The ULA Atlas V rocket finally launched the Boeing Starliner spacecraft carrying two astronauts towards the ISS.
After several delays, the United Launch Alliance (ULA) Atlas V rocket finally launched the Boeing Crew Space Transportation (CST)-100 Starliner spacecraft this Wednesday carrying NASA astronauts to the International Space Station (ISS) Barry “Butch” Wilmore and Sunita “Suni” ” Williams in Manned Flight Test (CFT).
After the separation of Atlas V, The Starliner engines turned on and continued its flight into orbit towards the ISS.. CFT is ULA’s first crewed launch. The launch took place from Cosmodrome 41 at the Cape Canaveral Space Center in Florida.
The CFT is the latest test designed to demonstrate the full end-to-end capabilities of the Starliner system to transport crews to and from the space station as part of NASA’s Commercial Crew Program. The unique Atlas configuration for Starliner includes a twin-engine Centaur upper stage, providing the performance needed to shape a trajectory to ensure crew safety; a launch vehicle adapter that structurally links the Starliner to the Atlas V rocket for ascent; 1.8 meter long aerodynamic skirt to improve the aerodynamic performance, stability and load of the Atlas V; and an emergency detection system that provides an additional layer of safety for astronauts traveling on the rugged Atlas V rocket.

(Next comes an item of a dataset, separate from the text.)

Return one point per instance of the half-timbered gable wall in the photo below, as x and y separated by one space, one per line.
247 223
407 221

CFT connects the history of the Atlas with the current rocket. The first orbital space flights of American astronauts in the 1960s were carried out as part of Project Mercury. using Atlas rockets from Cape Canaveral. That legacy continues with the Atlas V launch teams from the United States.

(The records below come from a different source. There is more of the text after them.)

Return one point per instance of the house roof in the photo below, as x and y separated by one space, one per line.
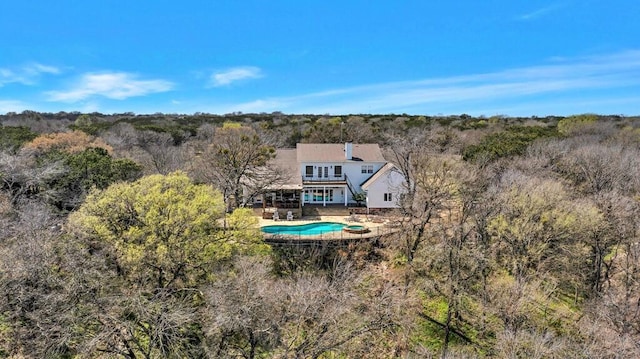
376 176
288 165
334 152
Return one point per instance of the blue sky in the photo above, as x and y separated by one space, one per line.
491 57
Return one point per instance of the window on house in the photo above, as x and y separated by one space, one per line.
367 169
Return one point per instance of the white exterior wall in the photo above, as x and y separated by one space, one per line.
391 182
353 170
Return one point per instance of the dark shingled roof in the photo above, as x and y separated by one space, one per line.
334 152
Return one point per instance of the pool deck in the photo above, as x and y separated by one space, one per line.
377 228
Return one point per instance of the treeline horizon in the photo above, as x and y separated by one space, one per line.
124 236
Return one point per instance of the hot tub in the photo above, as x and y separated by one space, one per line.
356 229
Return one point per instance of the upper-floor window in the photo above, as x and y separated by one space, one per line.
367 168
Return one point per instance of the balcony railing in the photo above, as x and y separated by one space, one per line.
330 178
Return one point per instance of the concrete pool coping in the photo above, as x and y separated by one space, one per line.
376 228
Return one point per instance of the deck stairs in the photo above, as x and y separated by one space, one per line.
329 210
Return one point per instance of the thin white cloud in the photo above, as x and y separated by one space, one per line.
112 85
12 106
566 77
27 74
539 12
228 76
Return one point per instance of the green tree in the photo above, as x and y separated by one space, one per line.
91 168
12 138
163 230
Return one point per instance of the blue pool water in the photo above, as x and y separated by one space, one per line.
304 229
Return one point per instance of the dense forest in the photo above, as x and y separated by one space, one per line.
122 236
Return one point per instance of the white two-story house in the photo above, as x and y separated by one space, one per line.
336 174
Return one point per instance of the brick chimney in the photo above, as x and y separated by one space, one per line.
348 150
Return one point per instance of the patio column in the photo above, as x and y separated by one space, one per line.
324 196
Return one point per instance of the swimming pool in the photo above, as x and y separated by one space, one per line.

NASA’s Commercial Crew Program works with the American aerospace industry through a public-private partnership. launching astronauts on American rockets and spacecraft from US territory. The program’s goal is to provide safe, reliable and cost-effective transportation during missions to space stations, allowing additional time for research.
Almost 10 years ago, in September 2024, NASA hired Boeing and SpaceX to transport North American astronauts from the United States. with its technologies on the ISS and thereby stop depending on Russia. A $4.2 billion contract with Boeing and another $2.6 billion with SpaceX returned to private companies tasks that, since 2011, with the withdrawal of the space shuttle, had been in the hands of Russia’s Roscosmos and its Soyuz spacecraft, representing costs about 70 million dollars for each astronaut delivered to the ISS.
SpaceX sent the first astronauts into space on the Crew Dragon ship in May 2020., just four years ago. Since then, its ships have already participated in 13 manned space flights, 12 of them to the ISS. The last one, in March last year, with four astronauts on board. Together with them there are already 50 people whom SpaceX has sent into space over these four years.
The manned flight test mission made history for several reasons. This was the first manned launch of the Boeing Starliner spacecraft. Williams is the first female astronaut on the first manned space flight.. The launch also marks the first crewed launch of a ULA Atlas V rocket and the first crewed launch of an Atlas family rocket since Gordon Cooper’s final flight of the Mercury program aboard Faith 7 in May 1963.
The flight test, which began Wednesday, is Boeing’s second flight to the ISS and third overall for Starliner, following Orbital Flight Test-2, an uncrewed mission in May 2022, and Orbital Flight Test, an unmanned crewed mission in December 2019. This is a Starliner flight. Together with astronauts Butch Wilmore and Suni Williams, they will arrive at the ISS and stay for about a week aboard the space microgravity laboratory.